L’Europe ne cache pas les craintes suscitées par les missiles iraniens, de plus en plus puissants et dont la portée est de plus en plus longue. Mais elle veut éviter que l’Iran sorte de l’accord sur le nucléaire. Donald Trump joue la déstabilisation du président Hassan Rouhani, fragilisé par les difficultés économiques. Ses adversaires, partisans d’une confrontation avec l’Occident, sont nombreux et certains se sont enrichis grâce aux sanctions, souligne un responsable européen impliqué dans le dossier. Pour cela, l’Europe va devoir contrarier Washington et défendre ses entreprises. Ses banques sont vulnérables, car leur avoirs aux Etats-Unis peuvent être gelés au titre des sanctions américaines si elles financent des activités en Iran. C’est le principe de l’extraterritorialité des lois américaines. Les activités des pétroliers comme Total sont également menacées. Or les champs pétroliers et gaziers iraniens sont stratégiques pour la diversification des approvisionnements des pays européens, trop dépendants de la Russie pour leurs achats.
Jusqu’au dernier moment ils ont espéré que Donald Trump opterait pour une rupture en douceur. Ils avaient été informés de sa décision de quitter l’accord, mais restaient dans l’incertitude pour les sanctions. « Donald Trump a choisi la pire des solutions », ont déploré les services de la Commission européenne. « L’activation immédiate de toutes les sanctions est peut être la moins mauvaise chose, parce qu’elle permet immédiatement aux signataires de l’accord de prendre les mesures », soutient Nathalie Tocci, directrice de l’Istituto Affari Internazionali (IAI) et conseillère de Federica Mogherini dans un entretien à la revue Formiche.
Mais elle ne se fait pas beaucoup d’illusions. « Les Européens ont le choix entre l’Alliance atlantique et l’accord sur le nucléaire avec l’Iran », a-t-elle résumé.

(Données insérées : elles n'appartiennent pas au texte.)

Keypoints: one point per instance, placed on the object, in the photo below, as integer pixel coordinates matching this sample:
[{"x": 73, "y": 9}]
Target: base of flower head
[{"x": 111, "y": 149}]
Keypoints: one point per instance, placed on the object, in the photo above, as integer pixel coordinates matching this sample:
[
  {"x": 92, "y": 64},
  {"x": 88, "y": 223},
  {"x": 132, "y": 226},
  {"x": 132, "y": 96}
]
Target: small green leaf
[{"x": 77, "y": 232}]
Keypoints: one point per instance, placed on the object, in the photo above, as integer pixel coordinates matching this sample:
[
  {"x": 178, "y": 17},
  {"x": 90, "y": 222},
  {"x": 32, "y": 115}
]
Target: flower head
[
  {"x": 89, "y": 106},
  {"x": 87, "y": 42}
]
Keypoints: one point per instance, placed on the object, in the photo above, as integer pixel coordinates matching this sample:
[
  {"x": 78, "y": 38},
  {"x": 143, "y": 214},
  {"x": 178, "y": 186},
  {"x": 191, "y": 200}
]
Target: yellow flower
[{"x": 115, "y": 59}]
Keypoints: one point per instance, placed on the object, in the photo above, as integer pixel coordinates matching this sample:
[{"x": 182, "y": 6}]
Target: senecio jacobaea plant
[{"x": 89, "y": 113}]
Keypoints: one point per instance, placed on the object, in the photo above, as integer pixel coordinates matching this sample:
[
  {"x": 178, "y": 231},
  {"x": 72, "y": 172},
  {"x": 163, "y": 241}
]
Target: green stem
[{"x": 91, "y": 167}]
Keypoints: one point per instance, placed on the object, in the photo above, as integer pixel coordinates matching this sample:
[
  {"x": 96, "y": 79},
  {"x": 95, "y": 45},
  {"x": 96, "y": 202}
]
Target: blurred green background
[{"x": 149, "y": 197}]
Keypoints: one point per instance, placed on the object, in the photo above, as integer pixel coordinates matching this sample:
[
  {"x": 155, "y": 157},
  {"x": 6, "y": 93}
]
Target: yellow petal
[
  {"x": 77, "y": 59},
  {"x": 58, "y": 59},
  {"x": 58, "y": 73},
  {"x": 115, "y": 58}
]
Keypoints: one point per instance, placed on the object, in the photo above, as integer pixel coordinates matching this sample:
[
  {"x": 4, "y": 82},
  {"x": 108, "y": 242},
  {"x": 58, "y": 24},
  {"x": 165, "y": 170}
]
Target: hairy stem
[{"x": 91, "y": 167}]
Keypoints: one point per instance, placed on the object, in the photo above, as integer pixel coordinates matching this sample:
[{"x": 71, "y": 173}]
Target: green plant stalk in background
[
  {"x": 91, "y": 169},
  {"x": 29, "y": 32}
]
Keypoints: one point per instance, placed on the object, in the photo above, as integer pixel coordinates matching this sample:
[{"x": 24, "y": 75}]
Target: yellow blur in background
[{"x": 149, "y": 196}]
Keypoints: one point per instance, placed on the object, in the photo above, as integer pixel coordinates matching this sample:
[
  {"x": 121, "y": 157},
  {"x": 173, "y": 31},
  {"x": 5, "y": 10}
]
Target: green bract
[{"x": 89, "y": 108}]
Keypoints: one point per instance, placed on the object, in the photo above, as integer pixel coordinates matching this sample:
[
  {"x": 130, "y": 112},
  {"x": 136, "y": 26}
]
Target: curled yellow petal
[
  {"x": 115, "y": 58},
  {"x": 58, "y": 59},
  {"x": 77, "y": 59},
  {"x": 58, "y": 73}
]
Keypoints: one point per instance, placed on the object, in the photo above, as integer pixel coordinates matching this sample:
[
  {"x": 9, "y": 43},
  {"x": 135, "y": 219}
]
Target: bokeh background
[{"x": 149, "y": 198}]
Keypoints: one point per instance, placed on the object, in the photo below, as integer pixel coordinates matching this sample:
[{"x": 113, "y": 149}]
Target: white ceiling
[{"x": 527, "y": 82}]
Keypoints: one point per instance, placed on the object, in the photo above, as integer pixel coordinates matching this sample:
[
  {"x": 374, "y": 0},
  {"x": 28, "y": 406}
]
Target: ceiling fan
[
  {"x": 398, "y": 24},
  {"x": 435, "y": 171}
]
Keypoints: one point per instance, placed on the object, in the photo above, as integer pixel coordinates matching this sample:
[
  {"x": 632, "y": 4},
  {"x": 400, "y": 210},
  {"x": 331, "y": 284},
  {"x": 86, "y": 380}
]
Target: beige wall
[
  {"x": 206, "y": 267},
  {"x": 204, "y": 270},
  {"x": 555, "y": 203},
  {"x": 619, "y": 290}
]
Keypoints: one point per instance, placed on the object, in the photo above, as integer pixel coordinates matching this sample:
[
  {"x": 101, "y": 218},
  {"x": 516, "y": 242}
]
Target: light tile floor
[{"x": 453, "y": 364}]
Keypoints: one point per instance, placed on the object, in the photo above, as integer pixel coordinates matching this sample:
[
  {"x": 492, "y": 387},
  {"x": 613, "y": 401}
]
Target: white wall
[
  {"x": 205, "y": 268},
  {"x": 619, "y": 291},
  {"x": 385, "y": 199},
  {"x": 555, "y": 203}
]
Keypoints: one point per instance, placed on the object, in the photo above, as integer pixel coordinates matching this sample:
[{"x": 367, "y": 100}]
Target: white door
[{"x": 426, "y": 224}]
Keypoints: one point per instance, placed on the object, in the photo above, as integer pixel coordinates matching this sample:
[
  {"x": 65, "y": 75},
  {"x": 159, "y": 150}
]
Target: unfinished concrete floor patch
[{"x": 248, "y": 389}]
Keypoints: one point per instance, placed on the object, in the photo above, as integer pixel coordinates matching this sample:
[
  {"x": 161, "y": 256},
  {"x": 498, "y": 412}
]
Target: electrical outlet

La position de la France est à ce titre jugée ambiguë. Si le ministre des Affaires étrangères Jean-Yves le Drian soutient que « l’accord n’est pas mort », le Président Emmanuel Macron dit le contraire.
« Nous travaillerons collectivement à un cadre plus large couvrant l’activité nucléaire, la période après 2025, les missiles balistiques et la stabilité au Moyen Orient, en particulier en Syrie au Yémen et en Irak ». La position du chef de l’Etat français a ravi l’administration américaine, car c’est exactement ce que Trump demande, a souligné un porte-parole du département d’État Andrew Peek. Mais vouloir renégocier un accord international dont l’Iran a scrupuleusement respecté les clauses est hasardeux.
« Je suis très sceptique quant au fait qu’une renégociation incluant les missiles puisse aboutir », confie Nathalie Tocci. « L’Iran n’a pas l’intention d’abandonner son programme. C’est une question profondément enracinée dans le pays. Les Iraniens le considèrent comme un pilier de la sécurité nationale et un puissant instrument de dissuasion, compte tenu des missiles irakiens qui ont annihilé le pays dans les années 1990 », explique-t-elle.
L’Union européenne a jusqu’à présent refusé de toucher à l’accord sur le nucléaire dont le but est d’empêcher l’Iran de se doter de l’arme. Emmanuel Macron veut les convaincre de le faire. La réponse lui sera donnée pendant le sommet sur les Balkans occidentaux organisé les 16 et 17 mai à Sofia. La position face à Donald Trump sera le plat principal du diner des chefs d’État et de gouvernements de l’UE. Il risque de rester en travers de la gorge de certains convives.